À l’inverse, la satisfaction provient de l’intérêt suscité par le débat dans l’opinion publique, notamment sur les réseaux sociaux. Pour le Révérend Bena Nsilu, cette mobilisation traduit une prise de conscience progressive au sein de la société congolaise.

Pas de conflit avec l’Église catholique

L’Église kimbanguiste insiste qu'il ne s’agit nullement d’une déclaration de guerre contre l’Église catholique. Selon elle, les propos de Mgr Fulgence Muteba n’engagent pas l’ensemble de l’institution catholique, mais relèvent d’une prise de position personnelle.

Toutefois, ces déclarations sont jugées regrettables, d’autant plus qu’elles proviennent d’une autorité religieuse censée maîtriser l’histoire religieuse du pays.

Nkamba, une cité sainte bien avant toute reconnaissance officielle

Contrairement à certaines interprétations, Nkamba n’est pas devenue une « ville sainte » par décision récente des autorités politiques. L’Église Kimbanguiste rappelle que ce caractère sacré remonte à 1921, à l’époque de Simon Kimbangu lui-même. Plusieurs pratiques, comme le fait de se déchausser en entrant dans la cité, témoignent de cette sacralité ancienne.

De nombreux chefs d’État congolais, dont le Maréchal Mobutu et Joseph Kabila, ont d’ailleurs respecté ces traditions lors de leurs visites à Nkamba. Ainsi, pour les kimbanguistes, la reconnaissance du statut particulier de Nkamba par le Président Félix-Antoine Tshisekedi ne constitue qu’une officialisation d’une réalité déjà établie.

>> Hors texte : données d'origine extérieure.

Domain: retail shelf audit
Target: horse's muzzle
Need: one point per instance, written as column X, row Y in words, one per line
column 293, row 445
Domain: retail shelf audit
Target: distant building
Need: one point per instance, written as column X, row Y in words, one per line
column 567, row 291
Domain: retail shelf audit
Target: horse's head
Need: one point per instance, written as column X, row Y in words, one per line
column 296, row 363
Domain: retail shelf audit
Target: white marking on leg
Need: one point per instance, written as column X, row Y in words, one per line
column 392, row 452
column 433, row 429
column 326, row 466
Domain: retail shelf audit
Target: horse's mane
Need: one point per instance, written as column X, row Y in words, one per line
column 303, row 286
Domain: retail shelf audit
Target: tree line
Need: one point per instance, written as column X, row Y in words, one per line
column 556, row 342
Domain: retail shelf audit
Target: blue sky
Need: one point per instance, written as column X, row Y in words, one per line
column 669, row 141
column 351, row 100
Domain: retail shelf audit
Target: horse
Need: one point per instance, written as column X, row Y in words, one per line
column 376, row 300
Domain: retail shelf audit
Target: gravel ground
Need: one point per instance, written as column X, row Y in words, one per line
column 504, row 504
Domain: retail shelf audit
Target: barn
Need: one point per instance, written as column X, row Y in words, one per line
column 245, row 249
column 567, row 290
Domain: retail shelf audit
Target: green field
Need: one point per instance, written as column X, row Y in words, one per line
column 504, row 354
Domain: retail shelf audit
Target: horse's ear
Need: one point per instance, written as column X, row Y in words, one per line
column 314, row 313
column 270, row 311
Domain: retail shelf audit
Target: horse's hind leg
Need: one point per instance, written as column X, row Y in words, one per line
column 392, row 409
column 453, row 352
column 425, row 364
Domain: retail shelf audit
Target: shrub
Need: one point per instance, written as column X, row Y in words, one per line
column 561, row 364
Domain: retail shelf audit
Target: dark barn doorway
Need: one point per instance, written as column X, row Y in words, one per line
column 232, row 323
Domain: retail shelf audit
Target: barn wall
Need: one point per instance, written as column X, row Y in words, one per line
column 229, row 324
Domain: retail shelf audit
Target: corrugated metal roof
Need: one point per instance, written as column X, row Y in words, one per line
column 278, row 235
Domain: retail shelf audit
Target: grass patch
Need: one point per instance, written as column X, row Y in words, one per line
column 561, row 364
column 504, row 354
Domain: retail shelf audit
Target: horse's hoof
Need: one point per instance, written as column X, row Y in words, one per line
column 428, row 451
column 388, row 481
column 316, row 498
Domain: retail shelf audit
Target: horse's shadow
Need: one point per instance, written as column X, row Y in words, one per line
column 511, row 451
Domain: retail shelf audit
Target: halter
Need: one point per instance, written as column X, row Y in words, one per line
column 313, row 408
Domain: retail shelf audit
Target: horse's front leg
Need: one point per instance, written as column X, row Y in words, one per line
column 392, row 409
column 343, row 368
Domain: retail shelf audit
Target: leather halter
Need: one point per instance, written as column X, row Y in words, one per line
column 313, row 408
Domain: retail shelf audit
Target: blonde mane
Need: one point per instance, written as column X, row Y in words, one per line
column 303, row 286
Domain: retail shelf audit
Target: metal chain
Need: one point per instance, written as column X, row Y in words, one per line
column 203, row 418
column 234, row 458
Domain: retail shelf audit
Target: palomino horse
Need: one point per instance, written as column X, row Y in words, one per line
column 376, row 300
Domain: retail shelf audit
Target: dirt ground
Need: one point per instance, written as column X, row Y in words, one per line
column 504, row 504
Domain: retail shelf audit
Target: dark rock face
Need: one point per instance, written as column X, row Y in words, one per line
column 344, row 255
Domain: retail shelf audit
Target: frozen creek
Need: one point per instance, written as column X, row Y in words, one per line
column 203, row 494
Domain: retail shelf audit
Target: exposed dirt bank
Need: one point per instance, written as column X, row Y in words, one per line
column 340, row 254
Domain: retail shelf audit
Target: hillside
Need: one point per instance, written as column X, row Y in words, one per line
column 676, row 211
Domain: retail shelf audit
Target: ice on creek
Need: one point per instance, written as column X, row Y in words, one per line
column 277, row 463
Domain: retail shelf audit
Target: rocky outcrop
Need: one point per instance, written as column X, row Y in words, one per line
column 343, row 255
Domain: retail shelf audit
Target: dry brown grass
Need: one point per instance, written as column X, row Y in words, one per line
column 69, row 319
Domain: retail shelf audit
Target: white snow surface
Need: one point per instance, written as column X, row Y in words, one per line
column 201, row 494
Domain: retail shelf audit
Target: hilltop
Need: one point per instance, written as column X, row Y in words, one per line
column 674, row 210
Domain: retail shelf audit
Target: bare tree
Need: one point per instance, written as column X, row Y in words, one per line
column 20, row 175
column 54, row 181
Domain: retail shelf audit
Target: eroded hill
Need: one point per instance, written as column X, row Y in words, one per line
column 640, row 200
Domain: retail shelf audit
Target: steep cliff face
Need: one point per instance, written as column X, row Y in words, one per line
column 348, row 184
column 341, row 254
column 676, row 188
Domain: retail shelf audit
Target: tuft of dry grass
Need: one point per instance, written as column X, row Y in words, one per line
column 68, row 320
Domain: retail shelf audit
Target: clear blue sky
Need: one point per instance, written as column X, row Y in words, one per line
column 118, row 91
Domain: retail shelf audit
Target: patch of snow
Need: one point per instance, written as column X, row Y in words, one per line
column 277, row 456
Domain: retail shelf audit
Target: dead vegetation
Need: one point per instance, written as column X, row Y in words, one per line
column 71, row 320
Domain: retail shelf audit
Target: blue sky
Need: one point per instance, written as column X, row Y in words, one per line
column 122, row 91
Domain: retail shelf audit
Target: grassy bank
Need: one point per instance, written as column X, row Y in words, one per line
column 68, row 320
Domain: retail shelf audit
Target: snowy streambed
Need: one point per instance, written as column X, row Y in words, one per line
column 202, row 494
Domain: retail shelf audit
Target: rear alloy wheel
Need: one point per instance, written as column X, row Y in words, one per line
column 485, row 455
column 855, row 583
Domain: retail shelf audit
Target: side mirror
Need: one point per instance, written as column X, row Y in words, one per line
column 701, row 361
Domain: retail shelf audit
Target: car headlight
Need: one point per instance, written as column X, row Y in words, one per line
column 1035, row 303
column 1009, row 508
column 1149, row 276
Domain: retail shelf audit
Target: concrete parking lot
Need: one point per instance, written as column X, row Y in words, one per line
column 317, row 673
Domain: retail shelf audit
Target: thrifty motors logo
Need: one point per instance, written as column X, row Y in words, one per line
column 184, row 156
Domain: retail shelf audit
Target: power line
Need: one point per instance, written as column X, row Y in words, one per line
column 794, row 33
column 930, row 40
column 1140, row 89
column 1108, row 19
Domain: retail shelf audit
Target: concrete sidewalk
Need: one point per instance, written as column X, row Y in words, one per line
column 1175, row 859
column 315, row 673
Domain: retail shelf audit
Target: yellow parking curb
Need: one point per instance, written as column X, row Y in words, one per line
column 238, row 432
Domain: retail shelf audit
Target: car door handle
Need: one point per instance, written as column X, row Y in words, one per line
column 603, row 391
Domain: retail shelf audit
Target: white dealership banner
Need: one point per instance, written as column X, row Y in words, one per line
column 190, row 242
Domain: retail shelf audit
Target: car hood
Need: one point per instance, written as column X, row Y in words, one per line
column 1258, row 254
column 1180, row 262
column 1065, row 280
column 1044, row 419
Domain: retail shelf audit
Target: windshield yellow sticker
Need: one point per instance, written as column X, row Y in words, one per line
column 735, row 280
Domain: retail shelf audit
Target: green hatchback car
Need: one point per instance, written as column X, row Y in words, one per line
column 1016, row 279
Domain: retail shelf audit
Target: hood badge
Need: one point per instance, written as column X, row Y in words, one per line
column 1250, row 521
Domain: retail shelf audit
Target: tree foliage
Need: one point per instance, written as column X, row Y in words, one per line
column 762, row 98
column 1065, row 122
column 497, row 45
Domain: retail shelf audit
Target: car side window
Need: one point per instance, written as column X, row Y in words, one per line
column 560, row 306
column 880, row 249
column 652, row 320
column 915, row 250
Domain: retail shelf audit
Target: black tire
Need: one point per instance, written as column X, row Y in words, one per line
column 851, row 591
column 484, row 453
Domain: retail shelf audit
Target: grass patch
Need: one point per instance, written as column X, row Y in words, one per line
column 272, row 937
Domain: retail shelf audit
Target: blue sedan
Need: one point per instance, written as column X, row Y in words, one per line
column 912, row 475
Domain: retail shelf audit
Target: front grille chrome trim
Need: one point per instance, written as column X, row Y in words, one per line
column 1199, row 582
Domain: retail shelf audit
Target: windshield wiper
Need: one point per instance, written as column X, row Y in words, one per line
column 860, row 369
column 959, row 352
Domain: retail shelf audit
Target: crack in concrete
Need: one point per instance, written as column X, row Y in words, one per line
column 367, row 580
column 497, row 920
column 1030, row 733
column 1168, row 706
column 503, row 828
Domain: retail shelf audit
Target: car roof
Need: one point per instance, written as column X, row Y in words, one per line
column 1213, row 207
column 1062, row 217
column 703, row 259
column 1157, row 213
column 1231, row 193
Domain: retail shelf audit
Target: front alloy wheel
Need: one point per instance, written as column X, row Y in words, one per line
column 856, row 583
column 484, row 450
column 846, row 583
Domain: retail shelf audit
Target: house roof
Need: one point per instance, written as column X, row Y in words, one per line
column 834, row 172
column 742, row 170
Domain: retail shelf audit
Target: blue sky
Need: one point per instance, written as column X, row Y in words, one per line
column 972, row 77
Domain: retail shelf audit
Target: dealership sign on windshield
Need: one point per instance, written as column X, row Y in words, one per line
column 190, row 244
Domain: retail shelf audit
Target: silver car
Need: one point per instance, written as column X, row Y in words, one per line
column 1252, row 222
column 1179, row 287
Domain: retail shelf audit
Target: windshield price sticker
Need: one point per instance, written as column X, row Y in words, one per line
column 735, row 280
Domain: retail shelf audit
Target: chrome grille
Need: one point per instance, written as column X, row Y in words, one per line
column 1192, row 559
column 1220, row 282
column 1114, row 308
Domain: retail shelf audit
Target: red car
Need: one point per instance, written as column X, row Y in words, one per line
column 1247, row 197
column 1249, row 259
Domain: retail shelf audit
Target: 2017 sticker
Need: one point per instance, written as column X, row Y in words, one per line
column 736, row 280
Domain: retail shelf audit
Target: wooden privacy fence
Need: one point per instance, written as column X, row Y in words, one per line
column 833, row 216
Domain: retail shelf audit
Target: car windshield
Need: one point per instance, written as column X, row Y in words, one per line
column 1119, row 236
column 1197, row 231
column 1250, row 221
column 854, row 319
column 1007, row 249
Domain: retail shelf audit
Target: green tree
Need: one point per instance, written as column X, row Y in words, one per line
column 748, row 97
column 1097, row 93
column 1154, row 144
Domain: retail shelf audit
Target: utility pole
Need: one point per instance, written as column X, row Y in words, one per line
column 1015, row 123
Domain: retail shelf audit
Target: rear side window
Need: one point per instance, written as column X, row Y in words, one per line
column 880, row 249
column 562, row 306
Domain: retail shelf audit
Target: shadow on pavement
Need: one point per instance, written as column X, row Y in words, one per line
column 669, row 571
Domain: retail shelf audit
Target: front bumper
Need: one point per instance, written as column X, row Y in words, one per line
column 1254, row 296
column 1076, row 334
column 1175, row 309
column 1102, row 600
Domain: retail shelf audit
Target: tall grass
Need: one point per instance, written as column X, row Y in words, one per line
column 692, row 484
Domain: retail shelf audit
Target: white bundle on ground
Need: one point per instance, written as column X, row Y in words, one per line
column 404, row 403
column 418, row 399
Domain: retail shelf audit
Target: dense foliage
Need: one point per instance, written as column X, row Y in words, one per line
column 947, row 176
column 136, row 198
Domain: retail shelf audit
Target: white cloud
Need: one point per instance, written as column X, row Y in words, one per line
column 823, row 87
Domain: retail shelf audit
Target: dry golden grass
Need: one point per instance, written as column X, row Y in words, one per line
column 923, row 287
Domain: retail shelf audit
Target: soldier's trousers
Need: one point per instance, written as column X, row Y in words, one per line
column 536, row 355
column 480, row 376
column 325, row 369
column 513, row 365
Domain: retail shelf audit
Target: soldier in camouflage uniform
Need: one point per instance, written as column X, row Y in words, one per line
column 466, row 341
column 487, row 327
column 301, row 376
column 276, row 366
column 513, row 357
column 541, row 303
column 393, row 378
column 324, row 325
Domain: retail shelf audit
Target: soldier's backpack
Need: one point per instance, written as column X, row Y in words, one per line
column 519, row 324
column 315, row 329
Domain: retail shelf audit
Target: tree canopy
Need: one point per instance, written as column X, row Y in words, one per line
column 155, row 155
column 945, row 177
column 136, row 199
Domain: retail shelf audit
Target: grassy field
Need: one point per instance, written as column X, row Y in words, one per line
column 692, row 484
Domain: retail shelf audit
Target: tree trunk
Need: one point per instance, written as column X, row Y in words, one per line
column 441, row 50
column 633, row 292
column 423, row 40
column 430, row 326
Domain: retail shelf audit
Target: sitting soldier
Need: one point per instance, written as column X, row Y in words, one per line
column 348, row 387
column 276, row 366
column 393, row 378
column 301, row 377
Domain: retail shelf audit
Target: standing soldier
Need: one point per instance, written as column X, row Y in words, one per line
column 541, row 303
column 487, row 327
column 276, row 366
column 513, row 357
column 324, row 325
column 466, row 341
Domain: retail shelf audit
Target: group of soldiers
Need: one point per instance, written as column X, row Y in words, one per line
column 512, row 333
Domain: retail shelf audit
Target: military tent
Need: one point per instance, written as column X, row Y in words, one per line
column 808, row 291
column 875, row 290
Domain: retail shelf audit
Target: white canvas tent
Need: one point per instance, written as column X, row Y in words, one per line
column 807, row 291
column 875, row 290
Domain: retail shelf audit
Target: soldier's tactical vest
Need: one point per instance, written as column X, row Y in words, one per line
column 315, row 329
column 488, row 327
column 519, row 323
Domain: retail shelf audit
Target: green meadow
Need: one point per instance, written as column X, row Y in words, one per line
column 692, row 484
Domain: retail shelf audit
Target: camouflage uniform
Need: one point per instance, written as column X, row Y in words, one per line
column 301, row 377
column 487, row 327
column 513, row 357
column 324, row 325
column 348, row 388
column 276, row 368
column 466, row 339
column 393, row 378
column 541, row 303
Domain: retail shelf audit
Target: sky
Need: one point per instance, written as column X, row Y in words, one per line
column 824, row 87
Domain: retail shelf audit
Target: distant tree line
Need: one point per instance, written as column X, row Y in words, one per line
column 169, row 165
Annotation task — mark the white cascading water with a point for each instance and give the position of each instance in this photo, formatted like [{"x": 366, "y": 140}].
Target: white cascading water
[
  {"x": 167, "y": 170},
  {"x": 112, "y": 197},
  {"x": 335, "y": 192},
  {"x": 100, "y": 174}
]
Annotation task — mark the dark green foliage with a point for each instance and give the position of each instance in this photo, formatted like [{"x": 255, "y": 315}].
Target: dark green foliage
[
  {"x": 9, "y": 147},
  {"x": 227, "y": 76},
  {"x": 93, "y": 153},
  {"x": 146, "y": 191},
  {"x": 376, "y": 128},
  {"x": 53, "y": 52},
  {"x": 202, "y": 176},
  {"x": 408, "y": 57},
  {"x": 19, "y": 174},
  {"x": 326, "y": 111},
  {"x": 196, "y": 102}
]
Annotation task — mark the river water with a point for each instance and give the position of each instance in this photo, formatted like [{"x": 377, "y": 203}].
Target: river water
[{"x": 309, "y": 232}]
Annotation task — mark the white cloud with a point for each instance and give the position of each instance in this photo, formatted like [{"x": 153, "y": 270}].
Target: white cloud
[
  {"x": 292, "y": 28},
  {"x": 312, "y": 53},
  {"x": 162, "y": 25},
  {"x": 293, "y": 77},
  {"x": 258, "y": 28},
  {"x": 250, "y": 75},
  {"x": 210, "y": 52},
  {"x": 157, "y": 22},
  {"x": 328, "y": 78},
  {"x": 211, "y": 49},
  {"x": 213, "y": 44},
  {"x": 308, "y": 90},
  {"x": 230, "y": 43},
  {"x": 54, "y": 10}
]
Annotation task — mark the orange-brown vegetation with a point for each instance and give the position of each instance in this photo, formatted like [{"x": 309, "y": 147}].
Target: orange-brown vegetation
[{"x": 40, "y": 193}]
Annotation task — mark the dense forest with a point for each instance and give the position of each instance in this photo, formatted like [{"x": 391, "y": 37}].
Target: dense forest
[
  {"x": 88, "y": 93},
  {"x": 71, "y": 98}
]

La notion universelle de “terre sainte

En réponse à ceux qui limitent la notion de « terre sainte » à la Palestine, l’Église Kimbanguiste souligne que plusieurs religions reconnaissent des lieux sacrés à travers le monde. Si la Palestine est historiquement associée aux récits bibliques, d’autres espaces comme La Mecque pour les musulmans ou Nkamba pour les kimbanguistes sont également des lieux de forte manifestation spirituelle.

Pour les fidèles, Nkamba est un lieu de prière, de guérison et de communion avec Dieu, ce qui justifie pleinement son statut.

Un passé douloureux, mais dépassé

Le Révérend Bena Nsilu évoque également les relations historiques difficiles entre l’Église Kimbanguiste et certaines autorités religieuses durant la période coloniale. Des persécutions et incompréhensions ont marqué cette époque, alimentant encore aujourd’hui certaines sensibilités. Cependant, il insiste sur le fait que cette page est tournée : le pardon a été accordé et les catholiques sont désormais considérés comme des frères dans la foi chrétienne.

Un appel au dialogue et à la connaissance

Plutôt que d’alimenter les tensions, l’Église kimbanguiste appelle à la compréhension mutuelle. Le Révérend Bena Nsilu invite notamment Mgr Muteba à visiter les lieux historiques liés à Simon Kimbangu, notamment son lieu de détention, ainsi que la cité de Nkamba, afin de mieux saisir la portée spirituelle et historique de ce site.

Selon lui, une telle démarche permettrait d’éviter les jugements hâtifs et de renforcer la cohésion entre confessions religieuses en République Démocratique du Congo.